In Errington’s Case, 2 Lew. 148, Patteson, J., said:
“I have always considered that, in order to a statement being received as a dying declaration, it must be shown that, at the time the deceased made it, not merely that he considered himself in danger, but that he was without hope of recovery. It does not appear to me that the words, ‘I think myself in danger,’ necessarily exclude the suspicion that the deceased might have nevertheless entertained some hope.”
In Matherly v. Com. (Ky.) 19 S. W. 977, it was said that the fact that the deceased asked to have a physician sent for indicates clearly that he entertained a hope of living, although he stated at the time Jhat he was going to die.
In Rex v; Fagent, 7 C. & P. 238, 32 E. C. L. 501, where the declarant expressed an opinion that she should not recover, and at a subsequent part of the same day asked a person whether he thought she would “rise again,” it was held that this showed such a hope of recovery as rendered her declaration inadmissible.
In the present case the wounded man did not ask for a physician, but, when the physician did come, he received him in the manner we have stated above, and he asked him what his opinion was; and, upon the physician giving out a hope on the condition of his making a voyage to a distant city, he accepted at once, and acted upon the suggestion.

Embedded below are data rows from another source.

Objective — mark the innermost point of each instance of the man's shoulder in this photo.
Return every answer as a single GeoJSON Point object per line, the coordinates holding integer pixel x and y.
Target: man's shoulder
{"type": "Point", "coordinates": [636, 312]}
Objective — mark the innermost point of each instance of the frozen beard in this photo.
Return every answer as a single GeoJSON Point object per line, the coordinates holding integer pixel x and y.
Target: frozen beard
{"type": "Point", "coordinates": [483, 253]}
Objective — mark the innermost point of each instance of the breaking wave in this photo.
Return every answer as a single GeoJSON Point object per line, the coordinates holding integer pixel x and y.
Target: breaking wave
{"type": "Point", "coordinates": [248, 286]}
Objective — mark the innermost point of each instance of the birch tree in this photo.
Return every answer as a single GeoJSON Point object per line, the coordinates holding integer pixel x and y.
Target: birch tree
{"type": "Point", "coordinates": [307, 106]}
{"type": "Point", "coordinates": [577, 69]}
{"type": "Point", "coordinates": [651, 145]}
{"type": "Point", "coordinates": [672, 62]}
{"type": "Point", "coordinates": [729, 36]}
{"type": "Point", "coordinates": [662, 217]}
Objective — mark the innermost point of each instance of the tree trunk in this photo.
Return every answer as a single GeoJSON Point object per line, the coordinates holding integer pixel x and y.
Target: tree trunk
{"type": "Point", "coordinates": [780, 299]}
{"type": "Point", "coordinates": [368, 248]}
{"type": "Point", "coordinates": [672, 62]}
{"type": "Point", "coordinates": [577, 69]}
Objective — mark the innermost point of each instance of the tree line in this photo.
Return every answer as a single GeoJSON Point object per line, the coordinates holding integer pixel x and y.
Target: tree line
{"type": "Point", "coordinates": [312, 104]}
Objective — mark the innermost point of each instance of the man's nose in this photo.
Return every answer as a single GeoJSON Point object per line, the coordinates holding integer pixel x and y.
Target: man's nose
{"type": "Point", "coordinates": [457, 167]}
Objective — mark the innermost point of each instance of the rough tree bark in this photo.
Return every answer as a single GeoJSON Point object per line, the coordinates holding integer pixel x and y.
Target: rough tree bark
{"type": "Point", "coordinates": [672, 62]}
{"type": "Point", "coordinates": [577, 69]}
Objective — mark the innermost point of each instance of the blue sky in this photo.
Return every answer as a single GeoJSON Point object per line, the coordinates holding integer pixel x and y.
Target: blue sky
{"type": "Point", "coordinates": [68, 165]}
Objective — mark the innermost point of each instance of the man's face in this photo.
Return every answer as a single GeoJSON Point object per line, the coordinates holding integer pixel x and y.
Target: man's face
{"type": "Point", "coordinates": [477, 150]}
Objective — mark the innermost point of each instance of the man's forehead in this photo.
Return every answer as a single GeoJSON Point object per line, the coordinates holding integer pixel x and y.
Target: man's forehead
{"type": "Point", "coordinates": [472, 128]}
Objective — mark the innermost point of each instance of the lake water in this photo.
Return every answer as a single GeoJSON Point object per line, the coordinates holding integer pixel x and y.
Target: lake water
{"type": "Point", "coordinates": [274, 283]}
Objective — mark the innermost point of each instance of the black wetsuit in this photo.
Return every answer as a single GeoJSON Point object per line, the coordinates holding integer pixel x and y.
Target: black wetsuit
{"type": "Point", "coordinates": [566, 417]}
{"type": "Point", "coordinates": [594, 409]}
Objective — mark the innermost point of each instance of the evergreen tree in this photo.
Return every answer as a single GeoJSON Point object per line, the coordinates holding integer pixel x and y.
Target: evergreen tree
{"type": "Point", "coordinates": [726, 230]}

Under these circumstances, we think that the wounded man had some hope of recovery, and that his declaration should have been excluded.
The last ground is as to the reception of the testimony of Mrs. Rosheger touching a conversation she had with her husband, a few hours before the shooting. If, as stated by the learned judge a quo, the defendant was the first to go into this evidence, then the further testimony offered by the state on the subject was properly admitted; but otherwise the evidence was inadmissible. The statements of the husband thus testified to were hearsay, and those of the wife irrelevant.
It is therefore ordered, adjudged, and decreed that the judgment and verdict appealed from be set aside, and that the case be remanded to be proceeded with according to law.
BREAUX, C. J., adheres to the opinion heretofore handed down.